«Une intégration qui se passe mal peut avoir des conséquences néfastes sur l’équipe»

L’entreprise étant un corps social, il est difficile d’éviter les affrontements plus ou moins violents des membres qui le constituent. Il suffit qu’il y ait un problème pour engendrer un malaise, de la méfiance, une baisse de productivité… Du coup, une équipe disloquée est comme un corps sans âme.
Moi-même, j’ai eu l’expérience, il y a quelques années, de vivre une telle situation après avoir hérité d’une équipe complètement disloquée. Il faut dire que la cause du problème était d’ordre organisationnel. Les tâches étant mal définies et les indicateurs de suivi non instaurés, on s’était retrouvé avec des projets mal gérés qui n’aboutissaient pas. Et donc, du temps et de l’argent perdu. Ces problèmes d’ordre organisationnel se sont par la suite répercutés sur les relations entre collaborateurs.
J’ai dû prendre des mesures pour y remédier. D’abord en commençant par mettre les bases d’une organisation en redéfinissant les tâches de chacun. J’avais pour mot d’ordre la rigueur et la fermeté car il y avait un ennemi à combattre : la résistance au changement. Cette réaction est normale et se traduit par une émotion qui varie d’une personne à l’autre. Il faut donc être à l’écoute de chaque personne, informer en adaptant son discours, pour amener tous les collaborateurs à prendre en charge leur propre évolution.

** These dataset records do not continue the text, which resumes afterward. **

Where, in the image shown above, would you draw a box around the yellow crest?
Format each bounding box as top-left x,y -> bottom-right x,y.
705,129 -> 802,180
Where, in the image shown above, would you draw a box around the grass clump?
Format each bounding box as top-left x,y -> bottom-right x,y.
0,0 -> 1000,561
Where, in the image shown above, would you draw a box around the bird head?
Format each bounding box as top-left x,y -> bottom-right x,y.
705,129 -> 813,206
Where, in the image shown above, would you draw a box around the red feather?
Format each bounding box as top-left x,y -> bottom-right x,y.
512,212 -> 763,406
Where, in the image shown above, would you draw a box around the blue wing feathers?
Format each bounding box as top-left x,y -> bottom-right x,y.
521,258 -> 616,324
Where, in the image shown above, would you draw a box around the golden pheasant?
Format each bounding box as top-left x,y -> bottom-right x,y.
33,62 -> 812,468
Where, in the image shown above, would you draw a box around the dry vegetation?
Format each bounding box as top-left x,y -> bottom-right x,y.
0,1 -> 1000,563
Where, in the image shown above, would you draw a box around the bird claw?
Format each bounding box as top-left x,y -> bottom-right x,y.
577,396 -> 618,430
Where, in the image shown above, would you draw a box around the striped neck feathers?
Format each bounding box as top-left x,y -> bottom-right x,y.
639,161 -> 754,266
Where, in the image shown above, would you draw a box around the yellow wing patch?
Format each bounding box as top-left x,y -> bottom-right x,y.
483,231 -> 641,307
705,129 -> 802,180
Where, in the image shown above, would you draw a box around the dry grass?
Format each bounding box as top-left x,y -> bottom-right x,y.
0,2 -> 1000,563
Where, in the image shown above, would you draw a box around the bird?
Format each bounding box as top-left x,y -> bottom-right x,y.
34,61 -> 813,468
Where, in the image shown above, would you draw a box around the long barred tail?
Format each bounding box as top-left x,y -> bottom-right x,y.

Il est important pour un collaborateur de faire le lien entre ce qu’on lui demande comme performance et les ambitions, les priorités et les objectifs de l’équipe projet dont il fait partie. Moi, en tant que manager, ma compétence consiste à donner un sens et développer une vision en relation avec les objectifs fixés, individuellement à chaque collaborateur.
Dès lors les choses ont commencé à bouger bien que des séquelles aient mis du temps à disparaître.
Autre point important, j’accorde une place importante à la personnalité d’une nouvelle recrue. Une intégration qui se passe mal peut avoir des conséquences néfastes sur l’équipe.
Il ne faut pas oublier non plus que les problèmes interpersonnels contribuent à la dislocation d’une équipe. Il a été démontré qu’un manager passe généralement 30% de son temps à régler des problèmes interpersonnels, c’est dire que la gestion d’équipe est un point essentiel que beaucoup n’arrivent pas à en mesurer l’importance.
Le plus grave pour l’entreprise réside dans les conflits subjectifs qui se manifestent par la jalousie, la rivalité, l’évitement que l’on peut aussi traduire par le refus de communiquer. Il a été démontré que l’essentiel des problèmes relève de causes subjectives qui découlent souvent de l’incompatibilité d’humeur : «Je t’aime, moi non plus». Dans ce cas, la tension est souvent latente et toute divergence peut alors mettre le feu aux poudres.
Il peut aussi arriver que deux personnes s’affrontent quand leurs intérêts personnels sont en jeu sans qu’il n’ y ait eu auparavant des problèmes relationnels. En effet, si deux parties convoitent la même chose alors qu’il n’est pas possible qu’ils en jouissent tous les deux, il en résulte certainement de sérieux conflits qui peuvent entraver la cohésion de l’équipe.
Le travail de motivation doit donc se faire tous les jours. On ne le fait pas assez. Il y a cependant des moments forts dans la vie d’une entreprise où la cohésion d’équipe doit se faire sentir. C’est le cas d’un changement de stratégie, d’un conflit interne, d’une traversée du désert…
Pour finir je dirais que le vrai rôle du manager est celui de meneur, de catalyseur et d’animateur.